You can draw a digit on the canvas. The drawn digit is converted to a format just like the MNIST dataset (28x28 grayscale image). The preprocessed image is fed into the model (described below), which infers the data and computes the probability distribution over the possible digits. The predicted digit is displayed with the confidence score, along with the daily high score fetched from a PostgreSQL database. The database resets daily at 12:00AM EST.

The keras model has a convolutional layer with 32 filters and relu activation, a second convolutional layer with 64 filters and relu activation, a maxpooling layer, a flatten layer, a dense layer with 128 neurons and relu activation, a dropout layer with a .5 dropout rate, and an output layer. The optimizer is AdaDelta, which automatically adjusts the learning rate based on past gradient information, and the loss function is categorical cross entropy. The model is around 98.5% accurate on MNIST test data.

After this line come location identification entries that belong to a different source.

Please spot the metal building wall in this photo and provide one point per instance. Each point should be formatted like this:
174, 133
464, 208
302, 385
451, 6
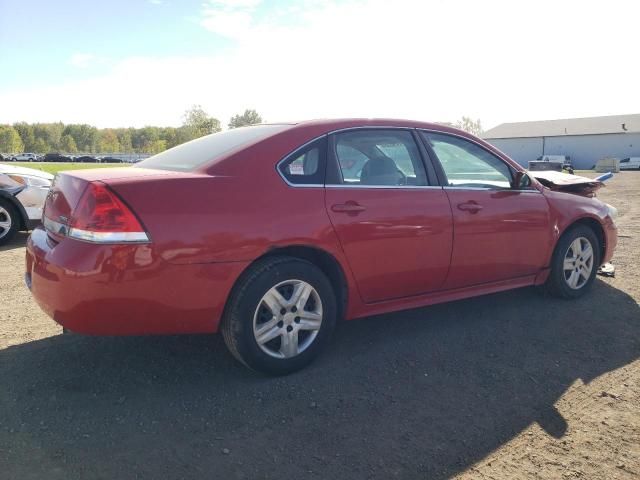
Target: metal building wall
584, 150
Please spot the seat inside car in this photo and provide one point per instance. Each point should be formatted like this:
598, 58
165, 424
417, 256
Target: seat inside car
380, 171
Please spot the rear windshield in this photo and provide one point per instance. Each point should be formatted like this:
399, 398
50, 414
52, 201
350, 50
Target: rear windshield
193, 154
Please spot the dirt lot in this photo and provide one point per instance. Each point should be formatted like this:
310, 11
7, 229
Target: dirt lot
508, 386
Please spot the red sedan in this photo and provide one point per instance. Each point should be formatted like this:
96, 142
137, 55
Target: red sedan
273, 233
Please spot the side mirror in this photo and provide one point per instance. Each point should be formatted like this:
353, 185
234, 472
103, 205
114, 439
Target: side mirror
521, 181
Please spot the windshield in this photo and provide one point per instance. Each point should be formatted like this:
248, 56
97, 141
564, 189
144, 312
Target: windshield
191, 155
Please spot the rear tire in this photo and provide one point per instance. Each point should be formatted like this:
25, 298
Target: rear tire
9, 221
280, 315
574, 264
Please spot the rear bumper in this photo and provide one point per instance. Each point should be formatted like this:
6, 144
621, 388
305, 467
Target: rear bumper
125, 289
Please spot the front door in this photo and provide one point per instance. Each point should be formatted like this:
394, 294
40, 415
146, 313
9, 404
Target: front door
395, 229
500, 233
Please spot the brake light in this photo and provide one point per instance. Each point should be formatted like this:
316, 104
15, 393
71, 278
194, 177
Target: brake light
100, 216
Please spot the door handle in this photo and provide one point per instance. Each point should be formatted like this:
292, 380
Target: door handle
348, 207
471, 207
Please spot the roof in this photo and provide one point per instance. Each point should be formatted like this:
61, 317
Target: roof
567, 126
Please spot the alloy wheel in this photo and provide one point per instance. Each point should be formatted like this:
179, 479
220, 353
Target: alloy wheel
287, 319
5, 222
578, 263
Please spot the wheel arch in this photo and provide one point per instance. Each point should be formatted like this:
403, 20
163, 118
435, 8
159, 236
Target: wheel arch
325, 261
322, 259
9, 197
595, 225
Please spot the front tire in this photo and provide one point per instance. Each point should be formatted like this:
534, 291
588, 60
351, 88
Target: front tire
280, 315
9, 221
574, 264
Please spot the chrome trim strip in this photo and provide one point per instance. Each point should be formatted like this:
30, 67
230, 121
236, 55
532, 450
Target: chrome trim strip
392, 187
108, 237
94, 237
53, 226
492, 189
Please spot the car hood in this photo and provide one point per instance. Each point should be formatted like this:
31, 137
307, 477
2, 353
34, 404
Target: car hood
564, 182
11, 170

Screenshot 2024-11-02 at 4 49 16 AM

Tech Stack

  • Backend: Flask, Python
  • Frontend: HTML, CSS, JavaScript (Canvas for drawing)
  • Model: Convolutional Neural Network (TensorFlow/Keras)
  • Database: PostgreSQL
  • Deployment: Heroku

Features

  • Handwritten digit prediction using a CNN model.
  • A simple web-based interface where users can draw digits in the browser.
  • PostgreSQL database to store model inputs and prediction logs.
  • Flask REST API for communicating between the frontend and the CNN model.
  • Deployed on Heroku for easy access and scalability.